Точно так же не хочу перечислять, какие делегации наших политических деятелей летали из страны в страну, а уж тем более вы от меня не услышите, что они там делали и на чем условились. Что знали обо всем этом мы? Ровно ничего. Самолеты, которые вот уже несколько месяцев проносились над нашими головами, привозили и сбрасывали нам отнюдь не дипломатов, а нечто совсем иное.
Одним словом, мы, которые суетимся, трудимся и боремся тут, внизу, на этой черной земле, переживали эти тяжелые времена по-своему. И не заботились о высокой политике. Да ее у нас и не было.
Были тут мы, простые люди, и делали мы то, что должны были делать. Нынче, как поглядишь на все это с некоторого расстояния, многие наши дела покажутся подвигом, другим недалеко до смешного, третьи даже как бы стоят на грани трусости. Пусть уж будущее рассудит… Да, думаю, иначе и быть не могло — хрупкий сосуд человек, порой он и себя-то не понимает, где уж тут понимать свои поступки!
Я склонен думать: человек, насколько он может определять свое поведение при полном сознании, скорее поступит как трус, чем как герой. По-моему, некоторые становятся героями бессознательно; отдавай они себе полный отчет в происходящем — да у них бы волосы дыбом встали и многие вряд ли решились бы на подвиг.
Простите мне это небольшое отступление, с которого я начал, вместо того чтобы ринуться прямо в центр событий, разыгравшихся у нас в ту пору. Этим я хотел еще раз показать, что представляю себе вашу хронику как простой обзор событий в деревне, созданный нашими скромными силами. Историческое описание восстания с его политической и не знаю какой еще там оценкой предоставим другим. Чего нам карабкаться на высоты, которых мы все равно не достигнем? Останемся-ка лучше дома, при своих делах.
Прежде чем рассказать о том, как мы простились с шукаевцами, хочу показать вам, до чего они действовали умно.
Уже почти в середине ноября из ближайшего ко мне нижнего лесничества я получил телефонное сообщение:
«Сейчас от нас вышел сильный немецкий патруль в вашем направлении.

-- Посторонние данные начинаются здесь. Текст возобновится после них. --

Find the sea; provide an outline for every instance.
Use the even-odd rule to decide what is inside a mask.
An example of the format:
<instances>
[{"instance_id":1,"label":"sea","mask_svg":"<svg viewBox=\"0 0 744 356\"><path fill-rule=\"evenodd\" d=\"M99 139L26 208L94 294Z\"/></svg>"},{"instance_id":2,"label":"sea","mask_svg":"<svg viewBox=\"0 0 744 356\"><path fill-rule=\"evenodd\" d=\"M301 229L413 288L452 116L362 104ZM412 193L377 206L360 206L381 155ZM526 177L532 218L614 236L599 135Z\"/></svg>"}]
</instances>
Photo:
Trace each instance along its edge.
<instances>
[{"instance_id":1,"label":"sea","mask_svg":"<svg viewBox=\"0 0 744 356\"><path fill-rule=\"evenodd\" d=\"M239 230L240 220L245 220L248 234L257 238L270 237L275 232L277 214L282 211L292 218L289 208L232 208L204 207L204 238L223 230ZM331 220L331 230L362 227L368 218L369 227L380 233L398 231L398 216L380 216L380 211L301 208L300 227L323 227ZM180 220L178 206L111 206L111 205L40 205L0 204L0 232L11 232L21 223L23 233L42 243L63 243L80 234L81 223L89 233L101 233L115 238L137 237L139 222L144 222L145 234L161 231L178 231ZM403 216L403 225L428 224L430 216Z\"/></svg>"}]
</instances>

Будьте начеку!»
А у нас в это время был подполковник Шукаев со своим штабом, и множество его ребят обогревалось в рабочих бараках; в нехитрых землянках и норах, вырытых старым Драбантом и нашими людьми, набились партизаны и солдаты из самых разных частей — все они были подавлены развитием событий и не предпринимали ничего, просто выжидали.
Услышав сообщение, Шукаев подумал немного, а потом и говорит своему адъютанту:
— Немедленно передай всем мой приказ: покинуть укрытия, бараки и оттянуться поглубже в лес. На немецкий огонь не отвечать!
— Спасибо, подполковник, — сказал я, когда адъютант вышел; смысл такого приказа мне был ясен.
— Конечно, мы могли бы ответить на их огонь и задавили бы их в два счета — а толку что? — ответил Шукаев. — Не сегодня, так завтра сожгут твое лесничество, бараки и всякое жилье вокруг — что мы от этого выиграем? Или те, которые придут после нас? Ничего.
Он вышел на веранду, наблюдая, как выполняется его приказ.
— Дальше в лес! — кричал он. — Поглубже!
Прошло немного времени, и мы услышали первые выстрелы. Одновременно далеко, на повороте дороги, появились немцы.
— Вы останетесь здесь, на веранде? — спросил я Шукаева.
Наблюдая за немцами в бинокль, он ответил:
— Успею…
Собравшись в кучу, швабы открыли бешеный огонь во все стороны. Стреляли из винтовок, из автоматов, и многократное эхо выстрелов наполнило всю долину. Пули стали долетать и до нас. По-моему, немцы стреляли либо для собственного ободрения — не по себе им было в этом враждебном краю, — либо, чтобы спровоцировать партизан.
Я затаил дыхание.
Теперь важно было, чтобы кто-нибудь не выстрелил сгоряча. А этому я вовсе не удивился бы: немцы были у наших точно на мушке!
Знали бы они, сколько тут наших! Сколько пар глаз не отрываются от них! Сколько удалых молодцов сжимает оружие, мысленно проклиная Шукаева! Подполковнику достаточно было бровью повести — и все немцы полегли бы разом… Но долина молчала, долина не издала ни звука, казалось, она вся вымерла.